4 mars > roman Grande-Bretagne

Kazuo Ishiguro est un écrivain qui prend chaque fois soin de se renouveler stylistiquement tout en explorant les thèmes qui lui sont chers. Paru en Grande-Bretagne en novembre 2005, son dernier roman, Auprès de moi toujours (éditions des 2 Terres, 2006, repris chez Folio), était un chef-d’œuvre qui nous hante encore. C’est peu dire que l’auteur des Vestiges du jour (Presses de la Renaissance, 1990, repris chez Folio) et de L’inconsolé (Calmann-Lévy, 1997, repris chez Folio) surprend et séduit à nouveau avec Le géant enfoui.

L’étonnant opus d’Ishiguro nous ramène à une époque bien lointaine. Dans une Angleterre, qui a connu la guerre, où l’on trouvait alors des ogres. Axl et Beatrice forment un couple de Bretons âgés. Ils résident dans une contrée au bord d’un vaste marécage et d’un souterrain.
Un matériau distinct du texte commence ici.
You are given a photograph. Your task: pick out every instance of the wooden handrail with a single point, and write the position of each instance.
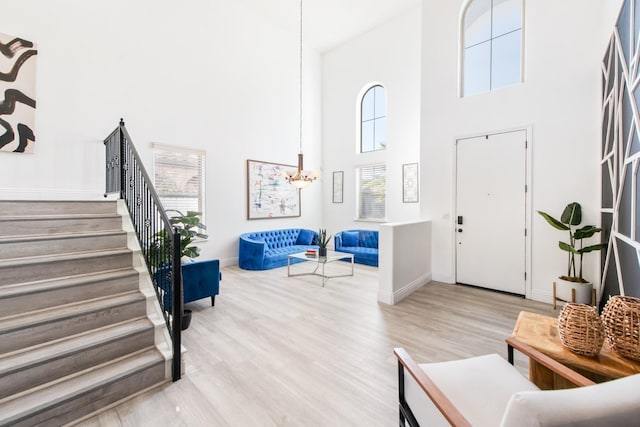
(564, 371)
(444, 405)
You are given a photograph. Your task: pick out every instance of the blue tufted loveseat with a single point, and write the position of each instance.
(363, 244)
(262, 250)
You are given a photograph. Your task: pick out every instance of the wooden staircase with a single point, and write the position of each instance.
(80, 329)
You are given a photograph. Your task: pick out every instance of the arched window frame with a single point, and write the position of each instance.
(461, 47)
(377, 117)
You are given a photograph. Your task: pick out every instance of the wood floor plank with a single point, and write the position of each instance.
(279, 351)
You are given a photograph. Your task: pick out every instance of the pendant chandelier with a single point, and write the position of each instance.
(300, 178)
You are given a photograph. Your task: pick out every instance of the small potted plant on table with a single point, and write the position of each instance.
(323, 241)
(573, 287)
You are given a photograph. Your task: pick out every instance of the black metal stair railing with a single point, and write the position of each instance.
(160, 242)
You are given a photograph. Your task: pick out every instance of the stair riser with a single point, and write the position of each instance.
(61, 268)
(11, 340)
(38, 247)
(23, 303)
(38, 207)
(75, 407)
(36, 375)
(31, 226)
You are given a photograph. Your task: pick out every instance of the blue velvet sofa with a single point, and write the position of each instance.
(363, 244)
(262, 250)
(200, 279)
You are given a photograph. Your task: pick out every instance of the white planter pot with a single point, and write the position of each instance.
(583, 291)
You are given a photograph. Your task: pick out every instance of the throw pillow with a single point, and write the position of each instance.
(305, 237)
(350, 238)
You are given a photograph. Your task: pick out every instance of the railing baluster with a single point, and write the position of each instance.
(126, 175)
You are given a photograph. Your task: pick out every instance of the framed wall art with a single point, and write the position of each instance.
(410, 183)
(269, 195)
(17, 94)
(338, 178)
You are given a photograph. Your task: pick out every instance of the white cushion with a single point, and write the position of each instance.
(613, 403)
(480, 387)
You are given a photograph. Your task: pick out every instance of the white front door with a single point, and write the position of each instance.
(490, 223)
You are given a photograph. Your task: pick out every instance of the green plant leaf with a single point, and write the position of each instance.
(572, 214)
(567, 247)
(592, 248)
(586, 232)
(553, 222)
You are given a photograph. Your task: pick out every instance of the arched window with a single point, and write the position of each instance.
(373, 119)
(492, 45)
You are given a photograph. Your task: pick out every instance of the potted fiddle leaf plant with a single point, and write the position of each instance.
(323, 241)
(188, 226)
(575, 248)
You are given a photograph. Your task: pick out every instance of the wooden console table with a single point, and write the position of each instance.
(541, 333)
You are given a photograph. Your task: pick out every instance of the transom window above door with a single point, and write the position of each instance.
(492, 45)
(373, 119)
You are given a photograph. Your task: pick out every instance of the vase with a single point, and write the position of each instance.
(567, 291)
(581, 329)
(621, 317)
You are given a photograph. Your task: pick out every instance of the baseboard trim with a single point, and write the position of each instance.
(443, 278)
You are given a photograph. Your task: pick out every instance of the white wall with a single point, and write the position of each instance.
(560, 100)
(208, 74)
(389, 55)
(405, 259)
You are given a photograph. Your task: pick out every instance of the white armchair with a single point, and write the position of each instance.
(488, 391)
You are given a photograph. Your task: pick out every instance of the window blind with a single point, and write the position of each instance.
(372, 192)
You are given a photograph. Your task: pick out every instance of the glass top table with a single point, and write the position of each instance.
(320, 261)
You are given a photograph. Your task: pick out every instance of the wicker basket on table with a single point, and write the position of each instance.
(621, 317)
(581, 329)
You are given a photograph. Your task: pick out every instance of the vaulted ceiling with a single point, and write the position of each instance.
(329, 23)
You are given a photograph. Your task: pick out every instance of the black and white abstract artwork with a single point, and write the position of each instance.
(17, 94)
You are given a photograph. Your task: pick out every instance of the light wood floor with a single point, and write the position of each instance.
(278, 351)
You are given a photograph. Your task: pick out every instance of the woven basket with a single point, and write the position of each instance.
(621, 317)
(581, 329)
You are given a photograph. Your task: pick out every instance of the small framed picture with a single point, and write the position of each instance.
(410, 183)
(338, 178)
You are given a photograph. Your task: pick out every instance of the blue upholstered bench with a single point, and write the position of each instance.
(200, 279)
(263, 250)
(363, 244)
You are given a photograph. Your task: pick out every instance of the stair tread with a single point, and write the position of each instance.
(64, 282)
(44, 217)
(41, 259)
(19, 360)
(14, 407)
(68, 310)
(60, 236)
Leur quotidien est troublé par plusieurs événements : la disparition d’une fillette de 9 ou 10 ans et l’arrivée d’une étrangère aux guenilles noires.
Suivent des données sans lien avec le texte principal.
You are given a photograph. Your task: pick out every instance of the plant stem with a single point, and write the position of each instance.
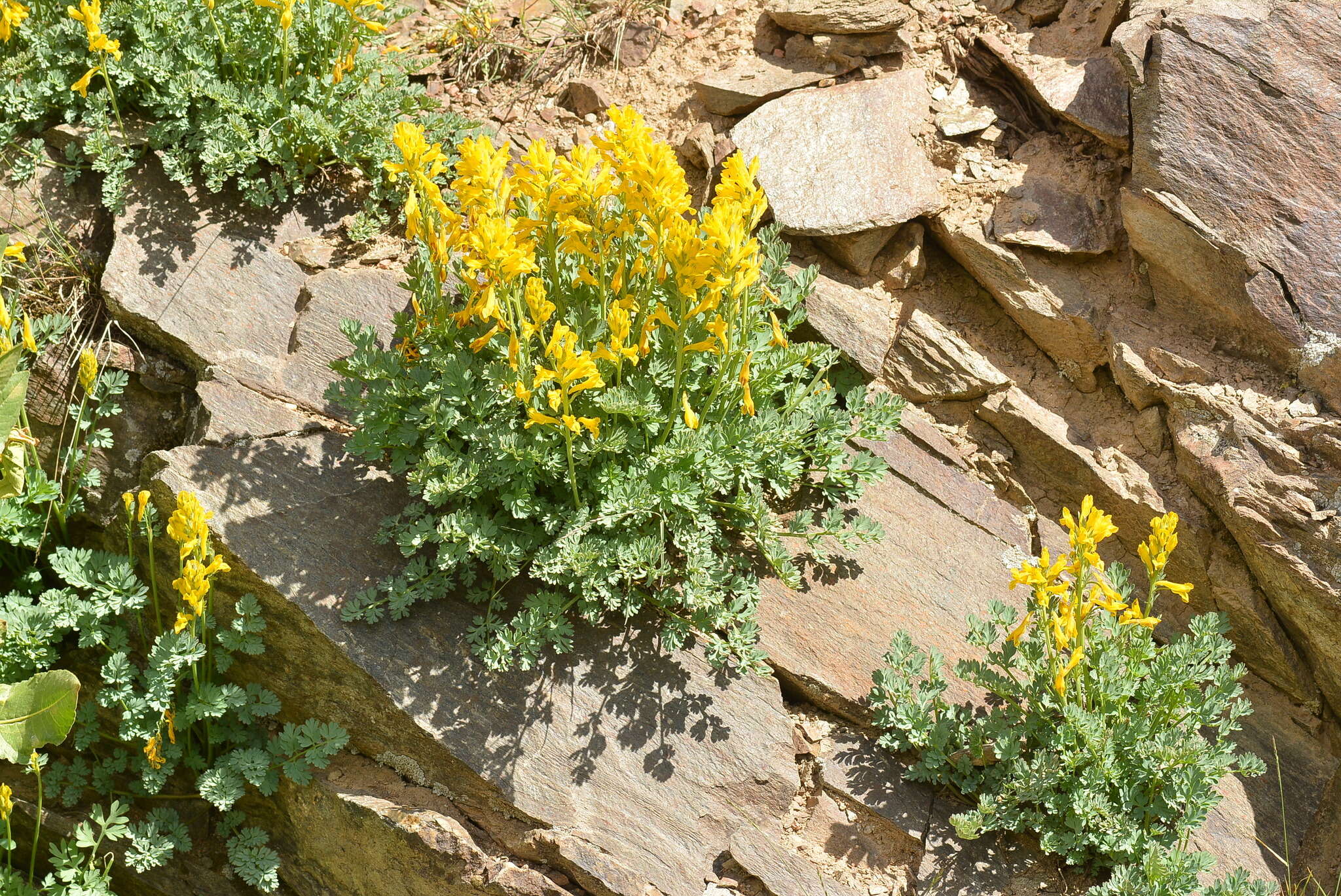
(37, 829)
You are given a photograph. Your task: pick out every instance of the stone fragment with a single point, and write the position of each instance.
(782, 871)
(857, 251)
(829, 637)
(1276, 86)
(861, 770)
(1061, 202)
(903, 263)
(625, 765)
(964, 121)
(312, 253)
(179, 260)
(585, 97)
(1190, 267)
(928, 361)
(1090, 92)
(840, 16)
(845, 158)
(871, 45)
(853, 321)
(757, 79)
(411, 840)
(46, 209)
(1049, 301)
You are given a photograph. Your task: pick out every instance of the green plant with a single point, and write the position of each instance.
(1104, 742)
(164, 722)
(596, 396)
(263, 94)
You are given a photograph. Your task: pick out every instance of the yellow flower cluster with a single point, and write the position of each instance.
(602, 235)
(89, 12)
(1064, 607)
(196, 561)
(11, 14)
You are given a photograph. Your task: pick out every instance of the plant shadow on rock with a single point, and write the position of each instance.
(302, 517)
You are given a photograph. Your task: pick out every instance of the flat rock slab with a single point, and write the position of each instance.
(841, 160)
(1063, 200)
(854, 322)
(948, 549)
(840, 16)
(757, 79)
(629, 764)
(1241, 120)
(204, 278)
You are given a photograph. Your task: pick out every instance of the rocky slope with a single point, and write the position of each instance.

Plus étonnant encore est cette affaire de souvenirs oubliés qui reviennent par bribes. Ainsi, Axl et Beatrice repensent à leur fils, loin d’eux sans qu’ils sachent pourquoi. Ce qui les amène à partir sur les routes, en rase campagne, afin de le retrouver. Le lecteur accompagne les protagonistes du Géant enfoui. Un homme qui appelle son épouse "princesse" et une femme qui trouve difficile de voir ce que recèle le cœur des gens.

Se dirigeant vers l’est, ils s’abritent d’abord dans une villa en ruine, conversent avec un batelier. Plus loin, ils tombent sur maître Wistan. Guerrier en mission pour le roi qui brandit un terrible trophée. Et aussi sur Edwin, Saxon de presque 12 ans, qui affronte tête haute ses adversaires. Avec eux, Axl et Beatrice prennent le chemin de la montagne et d’un monastère où ils espèrent trouver de l’aide et des réponses à leurs questions…

Kazuo Ishiguro se montre une nouvelle fois un maître de l’étrangeté et du mystère. L’écrivain a toujours pris soin de bâtir pour ses romans des décors qui ont une importance capitale. Ce qui est plus que jamais le cas dans Le géant enfoui. Un volume, aussi subtil que puissant, qui tend plus vers La route de Cormac McCarthy que vers l’univers du George R. R. Martin de Game of thrones. On y croisera le fameux Gauvin, chevalier de la Table ronde et neveu du grand roi Arthur, on y craindra une dragonne d’une férocité monstrueuse. Peu à peu, on y verra s’éveiller des pensées depuis longtemps effacées.

Il y a fort à parier que les émotions et les images déclenchées par Le géant enfoui, elles, ne s’effaceront pas de sitôt. Al. F.